The Pavesi case refers to the death of a ten-year-old Brazilian boy Paulo Veronesi Pavesi (Poços de Caldas, 1990 — Poços de Caldas, April 21, 2000).

Death 
Pavesi died on April 21, 2000, in the Santa Casa of the city of Poços de Caldas, in the state of Minas Gerais. The case began on April 19, 2000, when ten-year-old Paulo Veronesi Pavesi accidentally fell from the building where he lives. Pavesi was taken to Hospital Pedro Sanches and, two days later, on April 21, 2000, he was transferred to the city's Santa Casa, where brain death was observed. The boy's organs were transplanted. 

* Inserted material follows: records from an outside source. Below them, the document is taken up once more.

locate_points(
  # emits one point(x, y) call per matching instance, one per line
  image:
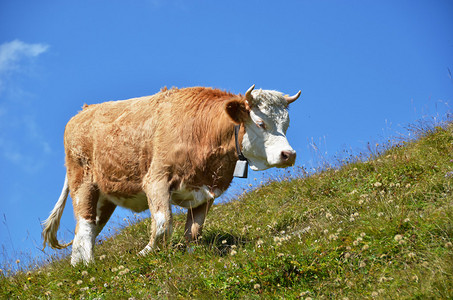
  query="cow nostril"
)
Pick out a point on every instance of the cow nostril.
point(288, 156)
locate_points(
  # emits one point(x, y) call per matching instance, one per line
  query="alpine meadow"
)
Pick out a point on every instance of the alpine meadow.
point(380, 227)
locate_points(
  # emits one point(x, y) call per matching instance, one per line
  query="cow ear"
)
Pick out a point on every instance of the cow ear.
point(237, 110)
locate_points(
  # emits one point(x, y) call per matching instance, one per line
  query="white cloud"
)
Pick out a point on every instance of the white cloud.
point(11, 53)
point(18, 128)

According to Justice, the doctors were responsible for incorrect procedures in the declaration of death and removal of the boy's organs. The exam that pointed to brain death had been falsified and the boy was still alive as his organs were removed. The case launched several lawsuits and opened wide allegations of irregularities in the organ transplant scheme in Poços de Caldas. On March 30, 2021, the Brazilian justice sentenced two doctors who treated Pavesi, José Luis Gomes da Silva and José Luis Bonfitto, to 25 years and 10 months in prison and payment of a fine, while Marco Alexandre Pacheco da Fonseca was acquitted by the jury. The other doctors have yet to be judged.